We're really excited about that. We, at HRS, we launched a new upgrade to the algorithm. What I love about it is it's med tech. This is exactly the way med tech is supposed to work, right? You go out, you launch a product, you do a post-approval study, you look at your own data, and you improve your product based on what you learn, and you improve the opportunity to take care of these patients. We did that. We looked at our data. We saw we could further reduce the already low false alarm rate. We also saw we could further reduce the inappropriate shock rate. We're gonna cut our false alarm rate by 50%. The inappropriate shock rate will be reduced by over 60%.

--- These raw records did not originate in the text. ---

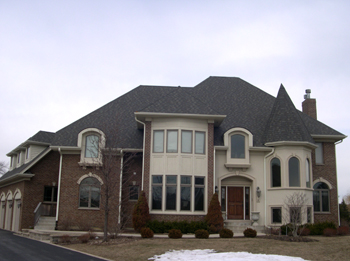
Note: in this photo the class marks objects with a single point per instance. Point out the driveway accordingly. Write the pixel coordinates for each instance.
(15, 248)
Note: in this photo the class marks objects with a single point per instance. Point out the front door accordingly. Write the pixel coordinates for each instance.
(235, 203)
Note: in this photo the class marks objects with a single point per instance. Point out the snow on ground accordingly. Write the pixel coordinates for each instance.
(209, 254)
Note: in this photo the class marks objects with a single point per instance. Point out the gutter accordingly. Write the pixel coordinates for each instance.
(143, 150)
(120, 185)
(265, 189)
(59, 185)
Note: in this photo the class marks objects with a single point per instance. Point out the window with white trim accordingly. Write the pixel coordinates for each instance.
(321, 197)
(89, 193)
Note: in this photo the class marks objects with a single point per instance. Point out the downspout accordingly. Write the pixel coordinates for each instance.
(265, 189)
(337, 182)
(143, 150)
(120, 184)
(59, 186)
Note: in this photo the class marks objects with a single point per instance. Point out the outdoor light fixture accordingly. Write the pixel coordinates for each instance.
(258, 192)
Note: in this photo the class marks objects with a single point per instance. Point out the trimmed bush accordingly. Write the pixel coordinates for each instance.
(140, 215)
(214, 217)
(343, 231)
(249, 232)
(226, 233)
(329, 232)
(201, 233)
(175, 233)
(146, 232)
(84, 238)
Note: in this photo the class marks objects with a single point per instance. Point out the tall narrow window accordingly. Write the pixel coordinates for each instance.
(237, 146)
(199, 193)
(321, 197)
(157, 187)
(307, 171)
(170, 193)
(275, 172)
(186, 192)
(186, 141)
(90, 193)
(172, 141)
(294, 172)
(158, 141)
(199, 142)
(91, 146)
(319, 153)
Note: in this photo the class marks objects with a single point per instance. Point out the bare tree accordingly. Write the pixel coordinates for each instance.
(3, 168)
(295, 211)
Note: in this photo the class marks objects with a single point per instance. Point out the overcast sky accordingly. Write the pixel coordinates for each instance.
(60, 60)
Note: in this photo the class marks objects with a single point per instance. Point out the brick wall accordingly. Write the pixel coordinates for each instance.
(328, 172)
(70, 215)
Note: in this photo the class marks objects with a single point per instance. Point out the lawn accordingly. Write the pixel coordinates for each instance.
(131, 249)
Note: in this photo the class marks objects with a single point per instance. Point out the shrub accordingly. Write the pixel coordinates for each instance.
(65, 239)
(342, 231)
(84, 238)
(226, 233)
(303, 232)
(175, 233)
(319, 227)
(249, 232)
(146, 232)
(214, 217)
(328, 232)
(140, 215)
(201, 233)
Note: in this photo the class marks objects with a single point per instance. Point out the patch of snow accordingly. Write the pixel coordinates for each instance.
(211, 255)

Both of those were already leading the category, we're just making, we're extending the lead, if you will. We're doing that because we saw an opportunity to do a better job of taking care of these patients.

Travis Steed
MedTech Research Analyst, Bank of America

Okay. Helpful. Vaseem, bring out a little bit your, I guess kind of target gross margin, if you look at kind of your peer, kind of mid-80% gross margins, 85% gross margins. What's the path for you to get to that and, you know, the progress so far on the gross margin side?

Vaseem Mahboob
CFO, Kestra Medical Technologies

Yeah, I mean, you know, big shout out to the team. I mean, we are now expanding gross margins nine quarters in a row. Really, it's been quite a journey to get there. I think what's true is what we've been saying about the model and how we get there, right? As you run more volume through the P&L, you're gonna get the leverage that you get from the volume. There's two big parts to it. One, we have already completed all of the kinda unit cost reduction projects, you know, that we had to do. We're not touching the hardware because we want to preserve that CapEx investment, you won't see that. Most of our cost out programs have been focused on the disposable itself, and I think, you know, that's pretty well understood.

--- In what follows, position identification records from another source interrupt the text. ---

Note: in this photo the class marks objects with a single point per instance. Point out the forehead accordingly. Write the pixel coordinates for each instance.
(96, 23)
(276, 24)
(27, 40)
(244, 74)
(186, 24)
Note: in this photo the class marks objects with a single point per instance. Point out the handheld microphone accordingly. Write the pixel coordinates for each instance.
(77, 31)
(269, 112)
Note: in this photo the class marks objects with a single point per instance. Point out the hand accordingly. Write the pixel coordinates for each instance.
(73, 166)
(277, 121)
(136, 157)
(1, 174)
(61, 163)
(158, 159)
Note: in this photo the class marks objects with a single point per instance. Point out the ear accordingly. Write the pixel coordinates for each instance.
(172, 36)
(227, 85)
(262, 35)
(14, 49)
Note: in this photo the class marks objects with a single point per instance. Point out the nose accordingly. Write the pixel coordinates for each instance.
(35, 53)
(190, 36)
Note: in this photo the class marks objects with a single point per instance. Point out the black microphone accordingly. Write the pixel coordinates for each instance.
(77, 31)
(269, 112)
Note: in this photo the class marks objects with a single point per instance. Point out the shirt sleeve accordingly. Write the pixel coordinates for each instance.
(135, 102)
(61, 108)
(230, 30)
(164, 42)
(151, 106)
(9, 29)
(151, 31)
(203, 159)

I think really for us, the big driver of gross margins going forward is gonna be continuing that journey from being out of network to being in network. As we move those patients in, we're gonna get paid for those fittings, and as a result, get higher revenue per fit, which will just translate into price and coming down into the P&L. We feel really, really good about, you know, the progress that we have made and where we are on that journey. I think the unit economics, Travis, is really the silver lining here, which is, you know, a $10,000 asset acquisition cost over 10- years is gonna generate $300,000 of revenue and $250,000 of cash margin. The investment in CapEx, as you believe the market exists, is, you know, we should be doing all day long.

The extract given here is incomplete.